# Introduction
The goal of this analysis is to investigate the relationship between education and income in the United States for the year of 2021, specifically focusing on how this relationship varies across race and gender. This analysis is important because education and income are key indicators of socioeconomic status, and understanding the patterns and disparities in this relationship can inform policy decisions aimed at reducing inequality. This analysis is potentially interesting and useful from a human-centered perspective because it can show how different groups are impacted by socioeconomic inequality, and can inform interventions aimed at reducing these disparities.

# Data selected for analysis:
The dataset used for this analysis is the American Community Survey (ACS) Public Use Microdata Sample (PUMS) data for the year of 2021, which is available on the US Census Bureau website. This dataset includes detailed information on individuals and households, including educational attainment, income, race, gender, age, and other demographic characteristics. The dataset is publicly available and can be accessed at the following link: https://www.census.gov/programs-surveys/acs/microdata/access.html. The dataset is made available under the Open Government License, which allows for free use, reproduction, and distribution of the data.

The ACS PUMS dataset is useful in addressing the problem statement because it is representative of the United States population, and includes a large sample size that allows for meaningful analysis. However, the possible ethical considerations to using this dataset is that it includes sensitive personal information. To address these concerns, the data is anonymized and aggregated at the household and individual levels, and access to the data is restricted to authorized personnel.

In the data analysis, I will use measures such as mean, median, and standard deviation to describe the distribution of income and education by race and gender. I will use correlation analysis and linear regression to identify the association between education and income for each demographic group.

# Background and Related Work
Previous research has provided valuable insights into the relationship between education and income in the United States, as well as the disparities that exist across race and gender. Several studies have examined the impact of education on income, highlighting the importance of educational attainment in socioeconomic outcomes.

For instance, a study conducted by Carneiro and Heckman (2003)[1] found that education significantly affects individuals' earnings and long-term outcomes, such as employment rates and job stability. The study emphasized the positive relationship between educational attainment and income, suggesting that higher levels of education are associated with higher earnings.

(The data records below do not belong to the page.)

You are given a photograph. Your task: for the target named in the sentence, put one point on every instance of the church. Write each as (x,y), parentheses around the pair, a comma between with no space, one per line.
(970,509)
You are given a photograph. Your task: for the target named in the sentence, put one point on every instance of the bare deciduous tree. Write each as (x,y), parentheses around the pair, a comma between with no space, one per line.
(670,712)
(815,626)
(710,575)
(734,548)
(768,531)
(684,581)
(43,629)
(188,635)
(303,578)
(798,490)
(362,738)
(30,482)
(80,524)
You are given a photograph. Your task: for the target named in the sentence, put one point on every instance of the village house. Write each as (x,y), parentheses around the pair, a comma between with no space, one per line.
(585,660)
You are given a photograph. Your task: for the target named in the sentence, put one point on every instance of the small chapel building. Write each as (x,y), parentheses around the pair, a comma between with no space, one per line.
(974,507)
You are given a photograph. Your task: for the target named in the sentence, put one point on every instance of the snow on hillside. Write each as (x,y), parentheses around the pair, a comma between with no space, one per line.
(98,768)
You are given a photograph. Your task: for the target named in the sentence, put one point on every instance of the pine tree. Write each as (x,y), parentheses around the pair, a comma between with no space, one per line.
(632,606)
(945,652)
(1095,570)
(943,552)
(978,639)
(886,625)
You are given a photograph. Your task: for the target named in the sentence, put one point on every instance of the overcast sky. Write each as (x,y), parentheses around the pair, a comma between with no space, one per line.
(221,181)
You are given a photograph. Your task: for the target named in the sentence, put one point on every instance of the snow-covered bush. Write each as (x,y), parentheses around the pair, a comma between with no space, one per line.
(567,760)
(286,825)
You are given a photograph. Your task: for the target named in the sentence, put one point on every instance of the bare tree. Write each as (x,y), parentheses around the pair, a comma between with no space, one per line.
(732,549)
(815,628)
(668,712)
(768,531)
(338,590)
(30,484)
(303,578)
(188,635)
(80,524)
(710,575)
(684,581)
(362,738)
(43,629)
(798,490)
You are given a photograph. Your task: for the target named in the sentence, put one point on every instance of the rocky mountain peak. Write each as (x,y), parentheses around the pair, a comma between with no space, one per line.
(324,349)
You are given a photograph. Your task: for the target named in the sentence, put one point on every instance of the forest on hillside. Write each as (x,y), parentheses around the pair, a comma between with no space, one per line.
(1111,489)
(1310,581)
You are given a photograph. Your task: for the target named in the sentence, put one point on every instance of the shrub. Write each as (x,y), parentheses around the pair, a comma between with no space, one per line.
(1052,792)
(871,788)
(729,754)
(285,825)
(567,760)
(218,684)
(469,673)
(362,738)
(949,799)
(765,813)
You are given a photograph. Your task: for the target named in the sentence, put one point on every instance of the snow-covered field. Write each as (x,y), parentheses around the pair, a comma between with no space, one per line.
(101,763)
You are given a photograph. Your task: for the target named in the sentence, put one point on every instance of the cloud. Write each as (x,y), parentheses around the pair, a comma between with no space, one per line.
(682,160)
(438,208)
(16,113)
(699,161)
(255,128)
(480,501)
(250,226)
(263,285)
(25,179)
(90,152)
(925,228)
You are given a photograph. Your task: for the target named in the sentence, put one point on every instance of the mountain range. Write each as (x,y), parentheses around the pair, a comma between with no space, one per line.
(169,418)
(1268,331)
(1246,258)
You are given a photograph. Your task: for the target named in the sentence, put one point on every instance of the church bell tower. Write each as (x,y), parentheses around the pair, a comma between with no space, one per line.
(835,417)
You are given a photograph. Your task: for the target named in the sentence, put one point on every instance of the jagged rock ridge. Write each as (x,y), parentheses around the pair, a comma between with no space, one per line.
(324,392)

Moreover, research on the gender wage gap has demonstrated persistent disparities in income between men and women. According to Blau and Kahn (2017)[2], even after accounting for factors such as education, experience, and occupation, a gender wage gap still exists, indicating that women, on average, earn less than men.

Furthermore, racial disparities in income have been extensively studied. A study by Chetty et al. (2018)[3] examined intergenerational income mobility across racial and ethnic groups in the United States. The research revealed substantial variation in upward mobility, with individuals from certain racial backgrounds experiencing lower levels of upward mobility compared to others.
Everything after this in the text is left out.